29. В 1920 г. я с моими родителями жила в небольшом городке. Время было очень тревожное… Девятого июня большевики волновались… Все говорили: «Будет бой, белые подступают»… Все надеялись, что большевики будут разбиты, и мы хоть немного отдохнем. В этот вечер у нас с лихорадочной поспешностью прятали более ценные вещи и говорили о предполагаемом бое… Покончив с укладкой, папа сказал, что еще успеет пойти за тетей (жившей на другом конце города) и ее детьми. Но я и мама не хотели отпускать его… И вот попрощавшись с нами, папа ушел. (Дальше описывается бой, начавшийся в отсутствие, отца и постепенно перенесенный па улицы города и на ту площадь, где стоял дом автора воспоминаний…) Вдруг раздался оглушительный выстрел. Я упала на пол и отчаянным голосом закричала. Не помню, долго ли я пролежала, но когда очнулась, то увидела, что лежу где-то в темноте и слышу над собой рыдания. Я лежала в подвале, около меня сидела мама и рыдала. Первым моим словом было: «Где папа? Что с ним?» Но я не получила ответа. Я, приподнявшись, заметила, что мама, закрыв лицо руками, как-то странно затихла. Я хотела броситься к ней, но не могла. Я почувствовала, как мне на лицо легла какая-то масса, тяжелая, тяжелая, – и я снова потеряла сознание. Во второй раз я очнулась уже в комнате. Надо мной склонилось лицо моего дорогого отца… Когда по окончании боя, он пришел домой, то увидел такую картину: вся мебель в гостиной была разбита, а в стене была огромная брешь. Нас не было. Он бросился из комнат в подвал, и увидел маму, лежащую без чувств, а меня всю залитую кровью. У меня была разбита голова.

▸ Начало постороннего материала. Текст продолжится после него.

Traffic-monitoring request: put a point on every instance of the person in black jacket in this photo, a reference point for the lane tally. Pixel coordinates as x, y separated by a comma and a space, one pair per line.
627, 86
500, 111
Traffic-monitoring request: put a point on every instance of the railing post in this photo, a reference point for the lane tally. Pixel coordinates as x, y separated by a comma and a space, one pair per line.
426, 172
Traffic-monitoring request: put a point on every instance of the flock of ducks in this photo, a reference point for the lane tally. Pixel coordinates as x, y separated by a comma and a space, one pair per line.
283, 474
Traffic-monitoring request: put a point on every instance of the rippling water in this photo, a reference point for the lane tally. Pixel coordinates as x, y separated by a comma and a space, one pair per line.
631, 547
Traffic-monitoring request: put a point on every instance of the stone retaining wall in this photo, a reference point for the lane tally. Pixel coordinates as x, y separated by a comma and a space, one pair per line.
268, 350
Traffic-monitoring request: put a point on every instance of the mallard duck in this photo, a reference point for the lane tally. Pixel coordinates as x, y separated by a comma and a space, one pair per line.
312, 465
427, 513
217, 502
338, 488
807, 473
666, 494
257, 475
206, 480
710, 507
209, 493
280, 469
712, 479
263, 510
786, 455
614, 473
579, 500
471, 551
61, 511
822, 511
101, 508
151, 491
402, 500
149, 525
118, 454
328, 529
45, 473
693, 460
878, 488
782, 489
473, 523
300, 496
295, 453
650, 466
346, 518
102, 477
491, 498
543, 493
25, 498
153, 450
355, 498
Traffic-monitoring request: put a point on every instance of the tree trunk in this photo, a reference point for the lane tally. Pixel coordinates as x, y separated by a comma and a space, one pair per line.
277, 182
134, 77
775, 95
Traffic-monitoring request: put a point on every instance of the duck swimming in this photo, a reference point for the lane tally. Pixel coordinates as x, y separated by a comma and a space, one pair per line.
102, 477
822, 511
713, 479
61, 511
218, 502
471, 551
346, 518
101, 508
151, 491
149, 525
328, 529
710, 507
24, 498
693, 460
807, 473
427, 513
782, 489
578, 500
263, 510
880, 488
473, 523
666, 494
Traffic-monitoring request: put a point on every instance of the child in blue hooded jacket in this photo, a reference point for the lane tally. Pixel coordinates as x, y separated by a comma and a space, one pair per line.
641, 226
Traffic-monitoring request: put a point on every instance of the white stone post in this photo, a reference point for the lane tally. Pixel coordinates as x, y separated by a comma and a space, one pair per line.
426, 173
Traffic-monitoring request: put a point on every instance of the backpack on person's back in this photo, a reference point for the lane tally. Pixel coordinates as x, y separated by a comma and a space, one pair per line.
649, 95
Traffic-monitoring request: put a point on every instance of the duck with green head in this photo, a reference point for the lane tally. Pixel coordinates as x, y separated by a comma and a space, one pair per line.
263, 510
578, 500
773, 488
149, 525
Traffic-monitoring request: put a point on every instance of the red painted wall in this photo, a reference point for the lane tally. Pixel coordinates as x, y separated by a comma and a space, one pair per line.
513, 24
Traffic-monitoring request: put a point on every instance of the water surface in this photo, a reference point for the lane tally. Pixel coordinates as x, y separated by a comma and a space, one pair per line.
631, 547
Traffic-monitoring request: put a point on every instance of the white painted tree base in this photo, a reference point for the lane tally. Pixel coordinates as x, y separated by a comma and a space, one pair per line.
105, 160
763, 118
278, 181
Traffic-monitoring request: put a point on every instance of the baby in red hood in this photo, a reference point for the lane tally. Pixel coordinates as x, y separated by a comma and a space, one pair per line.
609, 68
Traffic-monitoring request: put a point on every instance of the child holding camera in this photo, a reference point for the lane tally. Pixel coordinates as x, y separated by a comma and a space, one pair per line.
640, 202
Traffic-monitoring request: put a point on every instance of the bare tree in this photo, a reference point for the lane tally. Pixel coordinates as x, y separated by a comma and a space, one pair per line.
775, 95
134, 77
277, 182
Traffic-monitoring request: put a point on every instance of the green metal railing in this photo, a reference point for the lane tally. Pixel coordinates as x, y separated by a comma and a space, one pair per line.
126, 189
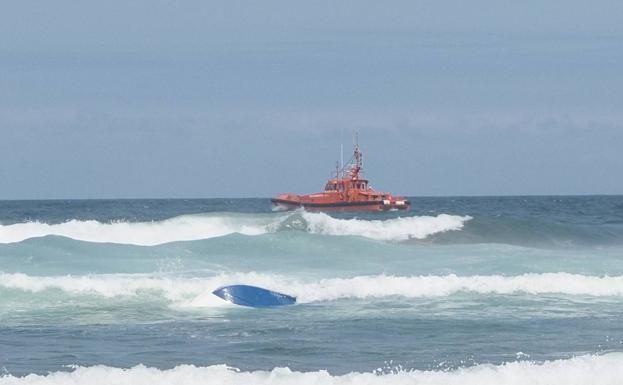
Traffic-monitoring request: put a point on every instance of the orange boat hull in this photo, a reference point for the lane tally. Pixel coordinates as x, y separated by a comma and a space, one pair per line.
294, 202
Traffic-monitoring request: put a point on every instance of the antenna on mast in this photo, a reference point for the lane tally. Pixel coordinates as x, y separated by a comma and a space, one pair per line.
341, 156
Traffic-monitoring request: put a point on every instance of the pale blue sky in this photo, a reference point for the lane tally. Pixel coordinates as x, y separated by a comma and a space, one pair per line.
212, 99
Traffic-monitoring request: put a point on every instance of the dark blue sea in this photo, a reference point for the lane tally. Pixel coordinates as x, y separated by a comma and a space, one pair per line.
460, 290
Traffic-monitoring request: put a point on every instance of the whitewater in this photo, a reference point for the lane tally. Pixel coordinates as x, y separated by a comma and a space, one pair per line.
193, 227
483, 290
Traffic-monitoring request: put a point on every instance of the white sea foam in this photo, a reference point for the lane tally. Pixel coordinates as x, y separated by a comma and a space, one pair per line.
197, 292
194, 227
397, 229
587, 369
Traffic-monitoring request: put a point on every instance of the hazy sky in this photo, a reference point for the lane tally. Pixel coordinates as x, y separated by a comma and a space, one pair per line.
153, 98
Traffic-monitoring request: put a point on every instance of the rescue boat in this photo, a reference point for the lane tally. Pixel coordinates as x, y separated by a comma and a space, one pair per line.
345, 191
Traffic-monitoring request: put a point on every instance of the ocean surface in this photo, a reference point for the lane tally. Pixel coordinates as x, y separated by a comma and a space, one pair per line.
477, 290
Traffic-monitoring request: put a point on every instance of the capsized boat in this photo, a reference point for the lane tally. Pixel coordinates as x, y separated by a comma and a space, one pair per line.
346, 191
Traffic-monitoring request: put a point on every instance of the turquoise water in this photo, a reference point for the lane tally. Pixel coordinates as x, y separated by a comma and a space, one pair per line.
459, 290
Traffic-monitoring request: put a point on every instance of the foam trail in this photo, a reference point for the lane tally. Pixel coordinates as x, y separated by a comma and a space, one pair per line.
588, 369
194, 227
398, 229
197, 292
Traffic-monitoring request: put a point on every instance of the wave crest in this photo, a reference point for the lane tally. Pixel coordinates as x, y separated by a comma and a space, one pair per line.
195, 227
604, 369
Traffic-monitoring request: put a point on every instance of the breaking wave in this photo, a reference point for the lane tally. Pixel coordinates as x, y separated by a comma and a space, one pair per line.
195, 227
197, 292
604, 369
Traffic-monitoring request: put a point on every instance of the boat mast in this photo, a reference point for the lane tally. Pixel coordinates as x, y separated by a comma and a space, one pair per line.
354, 171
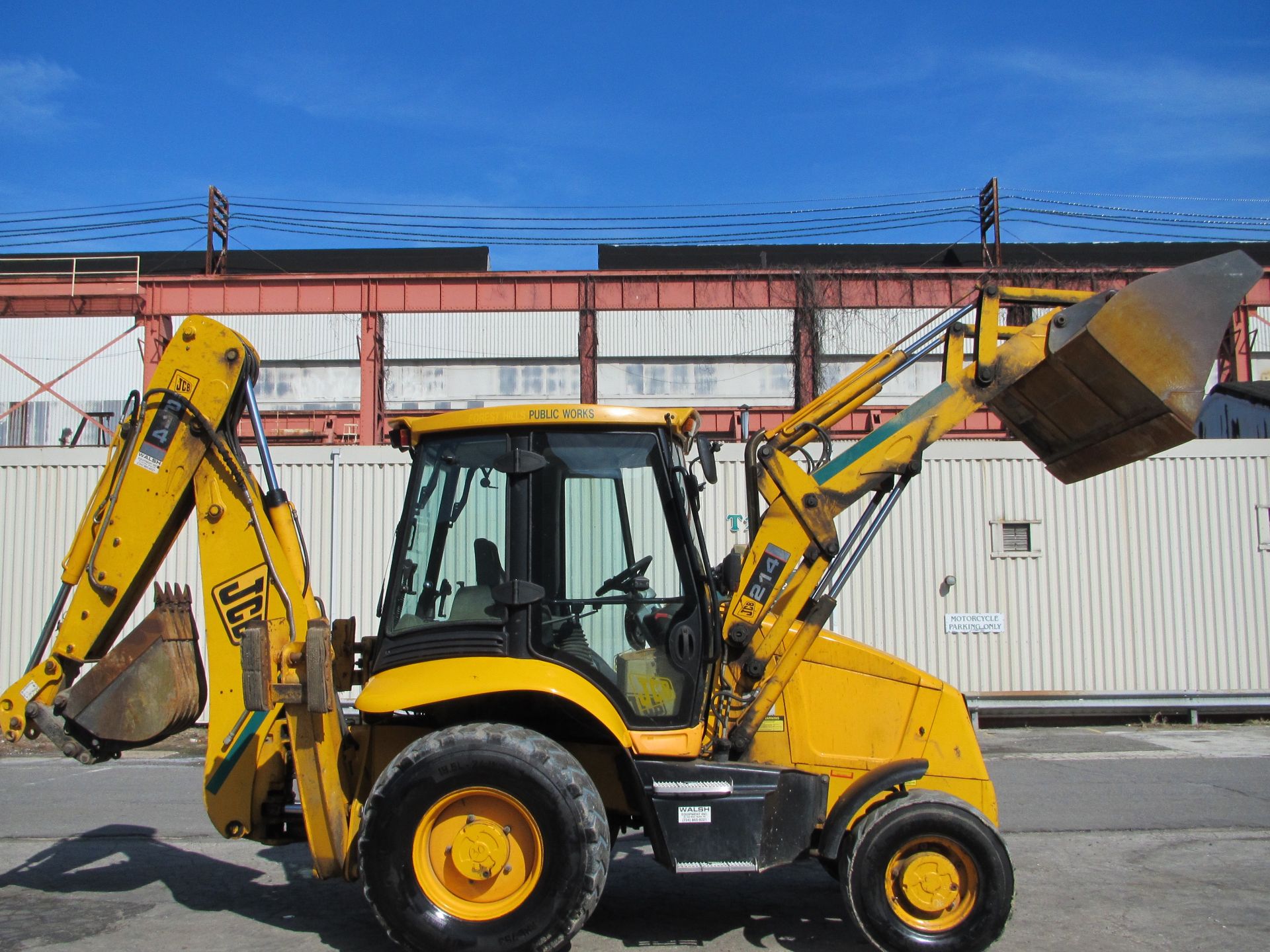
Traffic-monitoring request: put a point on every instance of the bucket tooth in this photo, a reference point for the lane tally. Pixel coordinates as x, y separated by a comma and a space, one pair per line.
149, 686
1124, 372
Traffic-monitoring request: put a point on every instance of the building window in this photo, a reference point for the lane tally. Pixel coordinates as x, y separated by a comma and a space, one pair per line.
1015, 539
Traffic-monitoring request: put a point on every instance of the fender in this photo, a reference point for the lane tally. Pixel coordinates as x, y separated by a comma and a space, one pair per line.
860, 793
448, 680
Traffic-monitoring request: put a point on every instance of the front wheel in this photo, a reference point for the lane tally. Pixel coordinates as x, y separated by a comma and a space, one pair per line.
929, 875
486, 837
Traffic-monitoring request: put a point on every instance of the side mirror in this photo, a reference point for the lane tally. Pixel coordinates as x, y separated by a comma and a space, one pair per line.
727, 574
705, 456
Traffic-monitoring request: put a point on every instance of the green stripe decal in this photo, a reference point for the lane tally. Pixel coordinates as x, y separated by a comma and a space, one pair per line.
883, 433
222, 772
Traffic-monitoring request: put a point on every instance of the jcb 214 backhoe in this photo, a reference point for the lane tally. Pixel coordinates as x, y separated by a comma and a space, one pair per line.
556, 660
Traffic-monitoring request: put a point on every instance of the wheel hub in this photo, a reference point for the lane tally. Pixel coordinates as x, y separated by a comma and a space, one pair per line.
480, 850
478, 853
931, 884
930, 881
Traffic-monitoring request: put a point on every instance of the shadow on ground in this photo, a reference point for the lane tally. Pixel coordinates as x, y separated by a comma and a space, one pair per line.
105, 879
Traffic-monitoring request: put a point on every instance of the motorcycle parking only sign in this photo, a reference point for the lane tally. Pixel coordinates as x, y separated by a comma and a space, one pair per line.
974, 623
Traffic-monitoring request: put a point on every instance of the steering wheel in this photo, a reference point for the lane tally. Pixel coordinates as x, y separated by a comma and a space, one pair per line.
624, 578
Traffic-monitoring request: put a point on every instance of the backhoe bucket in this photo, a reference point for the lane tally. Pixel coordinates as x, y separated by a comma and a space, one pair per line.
1126, 371
150, 686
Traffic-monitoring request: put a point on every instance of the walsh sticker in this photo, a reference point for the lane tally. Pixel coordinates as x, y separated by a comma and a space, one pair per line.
243, 600
165, 422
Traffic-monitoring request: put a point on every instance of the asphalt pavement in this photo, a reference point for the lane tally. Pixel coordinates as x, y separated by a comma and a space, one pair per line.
1123, 840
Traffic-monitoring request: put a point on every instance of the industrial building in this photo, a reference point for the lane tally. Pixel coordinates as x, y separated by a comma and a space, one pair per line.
1137, 590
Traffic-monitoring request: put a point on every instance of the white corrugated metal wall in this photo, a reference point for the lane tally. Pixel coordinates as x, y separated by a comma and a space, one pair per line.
1155, 578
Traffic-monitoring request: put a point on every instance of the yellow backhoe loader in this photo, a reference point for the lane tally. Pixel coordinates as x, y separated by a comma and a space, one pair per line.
556, 660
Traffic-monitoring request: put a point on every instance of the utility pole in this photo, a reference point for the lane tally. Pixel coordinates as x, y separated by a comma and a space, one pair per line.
990, 220
218, 226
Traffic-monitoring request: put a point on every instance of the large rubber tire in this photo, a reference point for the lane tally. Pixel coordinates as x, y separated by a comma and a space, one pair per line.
436, 814
929, 875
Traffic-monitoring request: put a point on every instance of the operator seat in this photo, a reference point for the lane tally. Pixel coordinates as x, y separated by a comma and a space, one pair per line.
476, 603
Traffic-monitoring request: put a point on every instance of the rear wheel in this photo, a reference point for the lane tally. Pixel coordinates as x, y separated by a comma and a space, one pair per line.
929, 875
487, 837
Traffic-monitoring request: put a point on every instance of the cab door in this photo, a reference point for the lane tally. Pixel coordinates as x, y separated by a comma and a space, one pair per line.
611, 551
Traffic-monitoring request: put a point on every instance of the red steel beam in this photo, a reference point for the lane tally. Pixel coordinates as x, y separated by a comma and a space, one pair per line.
530, 291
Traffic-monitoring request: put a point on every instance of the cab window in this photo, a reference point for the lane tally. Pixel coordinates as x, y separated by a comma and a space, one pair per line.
456, 536
607, 557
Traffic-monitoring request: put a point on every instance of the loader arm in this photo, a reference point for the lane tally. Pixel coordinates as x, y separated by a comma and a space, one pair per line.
273, 716
1099, 381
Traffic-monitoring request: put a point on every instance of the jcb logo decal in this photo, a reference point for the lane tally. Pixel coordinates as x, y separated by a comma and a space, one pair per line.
183, 383
243, 600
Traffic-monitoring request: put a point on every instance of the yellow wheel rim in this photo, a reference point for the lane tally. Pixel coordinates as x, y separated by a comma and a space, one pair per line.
931, 884
478, 853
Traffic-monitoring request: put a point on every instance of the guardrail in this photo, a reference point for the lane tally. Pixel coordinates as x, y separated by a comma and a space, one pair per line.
1076, 705
81, 268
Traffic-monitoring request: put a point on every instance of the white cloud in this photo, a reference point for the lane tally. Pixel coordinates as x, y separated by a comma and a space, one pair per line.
31, 92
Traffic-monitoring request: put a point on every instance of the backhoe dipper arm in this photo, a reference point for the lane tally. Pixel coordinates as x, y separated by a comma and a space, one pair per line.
1091, 386
273, 714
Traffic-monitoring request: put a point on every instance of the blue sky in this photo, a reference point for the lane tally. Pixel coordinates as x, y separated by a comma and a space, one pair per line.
639, 104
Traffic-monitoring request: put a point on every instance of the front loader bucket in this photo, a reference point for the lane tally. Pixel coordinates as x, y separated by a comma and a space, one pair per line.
150, 686
1126, 371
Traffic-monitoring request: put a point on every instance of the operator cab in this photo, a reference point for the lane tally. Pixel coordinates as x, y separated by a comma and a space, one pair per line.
560, 534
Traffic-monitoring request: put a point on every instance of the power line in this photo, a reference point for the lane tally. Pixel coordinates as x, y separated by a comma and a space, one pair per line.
98, 207
609, 207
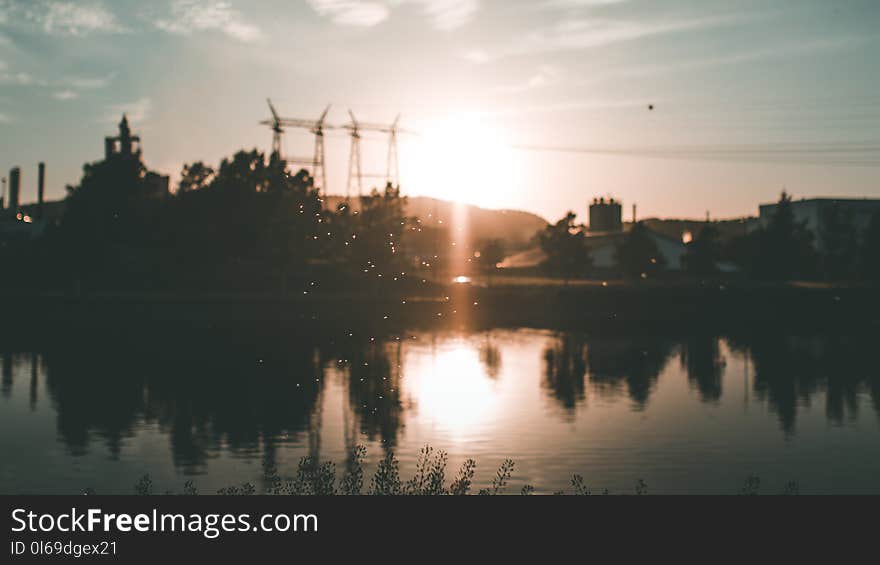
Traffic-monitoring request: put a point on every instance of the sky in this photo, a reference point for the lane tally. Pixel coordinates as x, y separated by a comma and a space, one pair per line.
749, 97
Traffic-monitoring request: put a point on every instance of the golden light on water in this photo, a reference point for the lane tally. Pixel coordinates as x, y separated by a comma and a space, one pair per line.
453, 392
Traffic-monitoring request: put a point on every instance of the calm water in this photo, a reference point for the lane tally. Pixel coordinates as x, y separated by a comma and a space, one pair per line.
686, 414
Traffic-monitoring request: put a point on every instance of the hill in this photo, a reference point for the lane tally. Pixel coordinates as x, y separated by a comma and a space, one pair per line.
516, 228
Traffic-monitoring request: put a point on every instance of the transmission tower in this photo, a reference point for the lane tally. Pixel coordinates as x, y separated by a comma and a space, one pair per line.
392, 175
317, 163
355, 174
392, 171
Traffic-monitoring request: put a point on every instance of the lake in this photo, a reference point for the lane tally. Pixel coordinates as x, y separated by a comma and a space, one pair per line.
696, 413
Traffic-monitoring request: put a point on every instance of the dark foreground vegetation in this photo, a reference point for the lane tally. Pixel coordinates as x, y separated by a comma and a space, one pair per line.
315, 478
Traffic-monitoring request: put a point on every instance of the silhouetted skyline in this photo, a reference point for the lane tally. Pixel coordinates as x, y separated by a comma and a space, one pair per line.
475, 78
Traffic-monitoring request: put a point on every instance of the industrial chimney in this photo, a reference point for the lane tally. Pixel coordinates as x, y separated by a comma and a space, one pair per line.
41, 188
14, 190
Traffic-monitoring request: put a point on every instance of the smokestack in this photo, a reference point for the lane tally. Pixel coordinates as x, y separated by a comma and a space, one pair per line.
14, 189
41, 188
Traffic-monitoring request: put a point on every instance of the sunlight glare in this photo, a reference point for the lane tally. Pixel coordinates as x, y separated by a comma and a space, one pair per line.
456, 394
464, 158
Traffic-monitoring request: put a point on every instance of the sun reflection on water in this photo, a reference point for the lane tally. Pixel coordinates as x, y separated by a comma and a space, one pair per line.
452, 390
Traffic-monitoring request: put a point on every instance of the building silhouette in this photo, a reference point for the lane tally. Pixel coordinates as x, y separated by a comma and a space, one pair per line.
127, 146
606, 216
815, 214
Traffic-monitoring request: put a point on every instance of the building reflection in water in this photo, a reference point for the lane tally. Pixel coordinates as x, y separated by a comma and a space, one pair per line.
253, 400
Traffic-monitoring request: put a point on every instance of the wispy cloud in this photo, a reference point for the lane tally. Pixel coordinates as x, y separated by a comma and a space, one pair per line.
351, 12
586, 33
579, 3
188, 16
19, 79
450, 14
783, 51
77, 19
90, 83
545, 75
444, 14
64, 95
137, 111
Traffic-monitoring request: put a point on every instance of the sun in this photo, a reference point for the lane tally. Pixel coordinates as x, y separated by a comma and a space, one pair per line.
465, 158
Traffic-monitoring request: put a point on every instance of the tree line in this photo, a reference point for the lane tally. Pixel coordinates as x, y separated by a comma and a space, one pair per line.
248, 224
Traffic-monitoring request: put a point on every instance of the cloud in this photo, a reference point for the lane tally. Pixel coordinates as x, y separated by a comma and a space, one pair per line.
580, 3
351, 12
137, 111
90, 83
188, 16
65, 95
77, 19
19, 79
585, 33
546, 75
450, 14
444, 14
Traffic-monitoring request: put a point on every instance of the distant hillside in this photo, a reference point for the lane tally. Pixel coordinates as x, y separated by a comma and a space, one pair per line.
675, 229
514, 227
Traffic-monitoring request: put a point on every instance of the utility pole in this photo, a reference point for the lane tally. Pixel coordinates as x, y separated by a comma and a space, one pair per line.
316, 163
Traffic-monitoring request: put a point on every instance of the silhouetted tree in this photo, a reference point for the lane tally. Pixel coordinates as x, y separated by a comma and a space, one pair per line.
784, 250
703, 252
870, 258
491, 254
840, 244
377, 234
638, 255
195, 177
564, 244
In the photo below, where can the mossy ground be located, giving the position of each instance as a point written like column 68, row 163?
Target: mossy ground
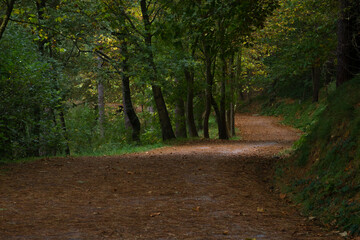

30. Большую часть своего детства я провела в деревне Ш., где мама служила доктором. Как сейчас вижу наш маленький домик, весь утонувший в зелени… Неотвязно к этим воспоминаниям присоединяется образ симпатичной и бесконечно мне дорогой старушки няни. Мама редко бывала дома. Служба отнимала у нее большую часть времени. Мне было тогда 6 лет. Летом я собирала с няней ягоды, а зимой, когда мама бывала дома, я влезала к ней на колени и слушала нянины сказки. Так прошел год… Раз как-то, когда я сидела с мамой на террасе, она сказала: «Леленька, осенью я тебя хочу отдать в гимназию». Я так была поражена, что не нашла слов для ответа. Гимназия! Как много мне говорило это слово! Это было что-то новое, необыкновенное. Мысль о том, что я буду гимназисткой, приводила меня в такой восторг, что я даже не заплакала, когда осенью прощалась со своей няней, с домом и со старым лесом, чтобы ехать в ближайший уездный город Б. в гимназию. Меня приняли в первый приготовительный класс. Мама поместила меня в общежитие при гимназии… Так прошло три года. Как-то раз, сидя за уроками, мы все услыхали выстрелы. В ту же минуту в комнату вбежала испуганная воспитательница. «Дети, успокойтесь… я принуждена распустить вас по домам. Как только прекратится перестрелка, я всех вас отправлю с проводником домой. Это стреляют большевики». Прошло еще два года. Как много изменилось за это время. Эти два года мы с мамой и няней прожили в вагоне-теплушке, так как мы бежали от большевиков. Мы жили, как цыгане, кочуя с места на место. Засыпая, мы не знали, где мы очутимся завтра. Эти два ужасных года я провела без занятий. Да и трудно было заниматься, сидя в темной, холодной и грязной теплушке. Проснувшись как-то утром, я увидела безграничное пространство воды. Я разбудила маму. «Нас везли ночью. Мы теперь в В. Это море», – сказала она. Я вскрикнула от восторга. Ведь я в первый раз в жизни видела море… Однажды, возвращаясь с пойманными крабами и желтыми морскими звездами с моря, я была поражена вестью, что через две недели мы уезжаем… Последние дни я старалась провести на берегу, сидя на желтом песке и смотря туда, где осталась моя, бесконечно мне милая и дорогая деревенька Ш… Вечером мы уехали. Я долго стояла на палубе нашего гиганта-парохода и смотрела в ту сторону, где скрылся последний кусочек родной земли. И теперь, сидя на парте четвертого класса, я вспоминаю милую, но далекую, бесконечно далекую матушку Россию.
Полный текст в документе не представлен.